Sunday, 22 January 2017
4E (Washington State Convention Center )
Aaron K. Scott, University of North Dakota, Grand Forks, ND; and M. Gilmore

Supercell storms cause major destruction and loss of life every year.  However, only some supercells cause significant societal impacts and, of those that do, are only destructive during certain segments in their lifecycle.  Why does a supercell intensify and why do some produce more prolific damage than others?  Particular environmental conditions are strongly correlated with peak supercell and tornado strength (e.g., Thompson et al. 2003; 2007).  However, supercells, especially those long-lived (Bunkers et al. 2006) do not experience homogeneous environments.  Rather, they encounter changes in their surrounding environment spatially and temporally.  While some of the changes can be gradual and small (Richardson et al. 2008), supercells that cross boundaries can experience a rapid change (e.g., Markowski et al. 1998; Gilmore and Wicker 2002).

While tornadoes can form when supercells interact with warm front boundaries, they can also form when the supercells interacts with pre-existing outflow boundaries from previous convection (e.g., Maddox et al. 1980).  Fierro et al. 2006 used a cloud model to study how a supercell intensified in updraft speed, rotation, and electrification as it crossed a pre-existing outflow boundary into an environment of larger instability, larger storm relative environmental helicity, and lower cloudbase. Fierro et al’s, idealized outflow boundary was based upon two soundings sampled either side of an outflow boundary in west Texas (Rasmussen et al. 1998). Fierro’s coarse resolution, however, was not adequate for resolving tornadic circulations.

This study focuses on the behavior of a storm’s mesocyclone and the vorticity production that may lead to tornadogenesis after a boundary crossing.  Using a three-dimensional cloud model, CM1 (Bryan and Fritsch 2002), two suites of simulations are performed.  One supercell suite of simulations largely replicates Fierro et al’s earlier work with 1 km horizontal grid spacing while the tornado suite uses 100 m isotropic grid spacing.  

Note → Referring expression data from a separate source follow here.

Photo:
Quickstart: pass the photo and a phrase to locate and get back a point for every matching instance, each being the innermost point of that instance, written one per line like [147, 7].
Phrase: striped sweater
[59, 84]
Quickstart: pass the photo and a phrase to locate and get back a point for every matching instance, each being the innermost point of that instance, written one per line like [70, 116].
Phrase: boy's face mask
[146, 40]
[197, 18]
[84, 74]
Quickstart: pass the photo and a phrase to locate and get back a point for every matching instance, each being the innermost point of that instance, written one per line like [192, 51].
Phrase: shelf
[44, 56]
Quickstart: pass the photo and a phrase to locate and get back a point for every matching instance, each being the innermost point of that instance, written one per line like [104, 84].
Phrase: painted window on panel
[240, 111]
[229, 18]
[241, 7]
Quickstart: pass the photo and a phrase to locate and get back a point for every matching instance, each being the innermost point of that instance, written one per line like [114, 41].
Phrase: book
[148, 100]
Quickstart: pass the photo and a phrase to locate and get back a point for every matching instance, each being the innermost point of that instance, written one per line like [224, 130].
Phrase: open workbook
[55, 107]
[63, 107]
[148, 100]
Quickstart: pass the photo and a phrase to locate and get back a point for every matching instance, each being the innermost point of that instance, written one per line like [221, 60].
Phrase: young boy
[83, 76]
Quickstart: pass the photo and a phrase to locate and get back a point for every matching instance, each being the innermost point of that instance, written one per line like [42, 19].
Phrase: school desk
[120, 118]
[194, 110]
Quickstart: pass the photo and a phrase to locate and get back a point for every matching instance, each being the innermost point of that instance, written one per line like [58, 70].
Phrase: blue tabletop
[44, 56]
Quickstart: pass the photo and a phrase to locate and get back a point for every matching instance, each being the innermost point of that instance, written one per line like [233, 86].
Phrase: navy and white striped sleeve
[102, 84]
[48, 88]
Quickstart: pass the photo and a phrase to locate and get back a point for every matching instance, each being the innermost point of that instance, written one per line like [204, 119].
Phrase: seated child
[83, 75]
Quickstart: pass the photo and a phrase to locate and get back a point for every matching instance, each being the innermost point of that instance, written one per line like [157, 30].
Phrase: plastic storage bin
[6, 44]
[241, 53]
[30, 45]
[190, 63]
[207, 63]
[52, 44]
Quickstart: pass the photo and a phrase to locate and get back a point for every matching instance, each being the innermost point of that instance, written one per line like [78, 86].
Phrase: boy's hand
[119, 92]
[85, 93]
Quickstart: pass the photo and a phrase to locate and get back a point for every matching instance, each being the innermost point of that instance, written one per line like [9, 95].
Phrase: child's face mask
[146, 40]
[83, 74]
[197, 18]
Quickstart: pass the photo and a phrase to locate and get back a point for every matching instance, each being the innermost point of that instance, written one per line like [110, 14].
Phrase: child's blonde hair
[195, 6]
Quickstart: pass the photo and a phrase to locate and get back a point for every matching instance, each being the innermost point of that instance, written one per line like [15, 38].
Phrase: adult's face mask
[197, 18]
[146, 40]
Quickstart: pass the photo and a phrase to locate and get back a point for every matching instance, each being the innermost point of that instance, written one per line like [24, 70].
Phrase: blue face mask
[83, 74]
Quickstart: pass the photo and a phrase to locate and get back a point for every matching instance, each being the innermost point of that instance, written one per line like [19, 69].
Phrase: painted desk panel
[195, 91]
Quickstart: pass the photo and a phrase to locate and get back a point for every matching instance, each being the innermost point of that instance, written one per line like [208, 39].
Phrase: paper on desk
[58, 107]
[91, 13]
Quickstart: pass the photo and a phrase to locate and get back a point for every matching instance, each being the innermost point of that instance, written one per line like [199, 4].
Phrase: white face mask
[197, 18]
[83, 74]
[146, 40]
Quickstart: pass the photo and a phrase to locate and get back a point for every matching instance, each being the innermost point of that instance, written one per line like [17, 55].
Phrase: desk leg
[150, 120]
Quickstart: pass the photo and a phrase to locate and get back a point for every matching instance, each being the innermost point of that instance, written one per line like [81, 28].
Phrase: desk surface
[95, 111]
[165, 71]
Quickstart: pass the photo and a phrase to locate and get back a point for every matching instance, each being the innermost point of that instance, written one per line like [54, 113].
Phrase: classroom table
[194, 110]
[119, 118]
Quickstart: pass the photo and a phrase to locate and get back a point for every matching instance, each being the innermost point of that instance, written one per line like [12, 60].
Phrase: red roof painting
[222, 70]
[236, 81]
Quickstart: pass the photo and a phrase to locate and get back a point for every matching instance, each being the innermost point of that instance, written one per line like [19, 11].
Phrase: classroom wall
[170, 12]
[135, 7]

Time-height plots are used to analyze how certain variables, such as vertical velocity, change with height as the supercell intensifies.  Horizontal cross sections of updraft, radar reflectivity, and vertical vorticity reveal storm structure as typically viewed from Doppler radar.  Additionally both Eulerian and Lagrangian analyses are performed. The Eulerian circulation analysis is performed following Trapp and Weisman (2003), to study how the mesocyclone circulation changes over time, along with vorticity sources that act to increase the circulation.  Lagrangian trajectory analysis is used to analyze how the vorticity of air parcels change as they enter the mesocyclone and/or tornado circulation.  Potentially important vorticity processes that air parcels may experience as they enter the storm circulation are horizontal and vertical stretching and the tilting of horizontal into vertical vorticity (e.g., Naylor and Gilmore 2014).  A supercell storm’s ingesting of baroclinic vorticity and remnant vertical vorticity along the pre-existing boundary are also potentially important in the study herein.